The plan failed on several fronts, according to the Tax Court. Although the couple assumed that the rollover restrictions apply on a per account basis, instead they apply per taxpayer. The tax code is not ambiguous on the question. So only Husband’s first rollover was tax free; the second was not. Wife is entitled to her own rollover, but here the mistake was more prosaic. One might assume that September 30 is within 60 days of July 31, but it is not. In fact, that is the 61st day, so Wife’s partial redeposit did not reduce the taxes on her withdrawal either. These were premature distributions, subject to the 10% penalty tax. Failure to report the distributions as taxable led to a significant understatement of tax liability, triggering another 20% penalty. All in all, perhaps the “short-term loan” from the IRAs wasn’t such a good idea.
The taxpayers in this case did not assert that they had relied upon Publication 590 or upon the Proposed IRS Regulations that are consistent with it. Their case would have been stronger had they made that point, but it might have made little difference.

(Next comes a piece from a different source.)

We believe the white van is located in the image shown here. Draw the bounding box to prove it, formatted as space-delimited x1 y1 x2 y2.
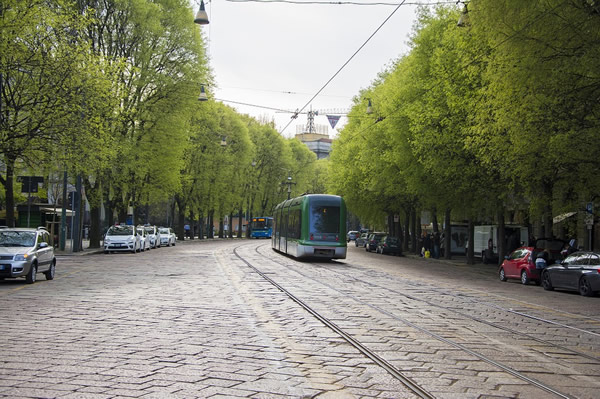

The language of IRS Publications for the public is not binding upon the tax agency in litigation. The words of the statute control, and the Tax Court found those words to be unambiguous. Still, it seems rather harsh for the couple to pay such large penalties when they interpreted the Tax Code the same way that the IRS professionals did.
The IRS acknowledged in a recent announcement the error in Publication 590 and in the Regulations. Changes will be made, consistent with the Court’s ruling. However, the changes won’t take effect until 2015. The comments that the IRS received indicated that IRA trustees will have to change their procedures and processing, and these changes will take time to implement.
Taxpayers do have a better alternative for consolidating several IRAs into one. A trustee-to-trustee transfer is not considered a “rollover,” even though it accomplishes the same thing. The 60-day rule and the once-a-year rule only are triggered if the IRA owner receives a check as part of the process.